Great attitudes among team members is no accident; it’s the product of conscientious culture management. Positivity, mutual supportiveness, inclusiveness and encouragement can be shared just as easily (if differently) through an email or Slack message as in a physical meeting, if you take the time. Learn to recognize the difference between efficient communication and communication that’s terse or impersonal. Take the time to foster good culture not as an aside, but as an integral part of your management strategy.
You’ll soon find what we found- that your own employees will draw more and more talent your way, because of the happy experience they’ve lived firsthand.
5. Honest and Abundant Praise
Part of your business’s culture should involve your making time for praise. Somewhere between absent-minded pats on the virtual back and insincere flattery lies the genuine expression of your appreciation for great work. That appreciation creates a feedback loop in which team members, feeling appreciated, want to give their best for more than just monetary gain.
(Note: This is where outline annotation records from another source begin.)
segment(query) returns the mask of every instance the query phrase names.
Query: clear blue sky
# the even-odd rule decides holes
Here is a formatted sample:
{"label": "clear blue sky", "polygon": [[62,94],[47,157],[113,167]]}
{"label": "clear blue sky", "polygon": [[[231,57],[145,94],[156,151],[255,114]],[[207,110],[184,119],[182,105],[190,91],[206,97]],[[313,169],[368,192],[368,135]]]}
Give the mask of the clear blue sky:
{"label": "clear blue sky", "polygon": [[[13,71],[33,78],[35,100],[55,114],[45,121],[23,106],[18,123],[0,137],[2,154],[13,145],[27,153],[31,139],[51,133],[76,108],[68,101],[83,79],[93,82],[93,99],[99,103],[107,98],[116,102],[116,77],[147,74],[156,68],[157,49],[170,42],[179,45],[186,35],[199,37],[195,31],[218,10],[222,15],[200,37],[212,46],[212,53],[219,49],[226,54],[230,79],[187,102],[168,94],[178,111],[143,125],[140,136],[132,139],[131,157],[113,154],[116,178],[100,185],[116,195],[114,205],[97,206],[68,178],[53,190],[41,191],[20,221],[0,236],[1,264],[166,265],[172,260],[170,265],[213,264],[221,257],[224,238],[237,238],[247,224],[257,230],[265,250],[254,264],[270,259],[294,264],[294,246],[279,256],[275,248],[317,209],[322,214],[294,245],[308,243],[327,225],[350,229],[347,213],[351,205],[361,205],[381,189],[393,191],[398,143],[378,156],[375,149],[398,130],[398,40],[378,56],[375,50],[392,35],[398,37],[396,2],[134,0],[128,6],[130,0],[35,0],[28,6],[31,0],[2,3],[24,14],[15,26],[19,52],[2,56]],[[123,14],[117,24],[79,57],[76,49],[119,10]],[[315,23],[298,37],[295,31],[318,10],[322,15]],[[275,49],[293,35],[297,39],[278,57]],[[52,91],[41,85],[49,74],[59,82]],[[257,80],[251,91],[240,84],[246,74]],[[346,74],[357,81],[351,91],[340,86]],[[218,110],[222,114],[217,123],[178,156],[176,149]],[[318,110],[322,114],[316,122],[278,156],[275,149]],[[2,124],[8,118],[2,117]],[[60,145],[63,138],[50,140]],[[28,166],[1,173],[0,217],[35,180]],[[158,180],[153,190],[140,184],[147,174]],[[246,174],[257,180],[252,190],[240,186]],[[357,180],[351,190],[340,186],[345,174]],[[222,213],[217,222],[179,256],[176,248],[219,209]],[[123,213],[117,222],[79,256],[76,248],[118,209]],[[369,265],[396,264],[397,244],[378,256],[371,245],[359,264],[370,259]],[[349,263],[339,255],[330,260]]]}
The art of effective praise is detailed in Dale Carnegie’s How to Win Friends and Influence People. Honest praise and well-earned rewards have an exponential effect on motivation and work quality that will be reflected in your team’s productivity. While some managers see praise as something to be held back, in my experience it’s best to let loose with it, so long as it’s sincere. A good manager doesn’t need to be reserved in order to maintain their authority. They need only be honest.
In the end, good managerial policies and practices are all that you need, even without your hands on the reins of a physical team confined to an office space. You’ll discover which employees thrive under more or less supervision and guidance, which ones have the attitude that supersedes all experience or learnable skills, and how to best motivate each individual.
Take the time to get to know your team personally. Without seeing them or having those interstitial water-cooler moments, it takes a mindful effort to build human relationships with them. Building those relationships is important, and not a detraction from your efficiency. In fact, strong interpersonal relationships will breed loyalty and motivation more than anything. With the right approach, that’s just as doable online as in the office.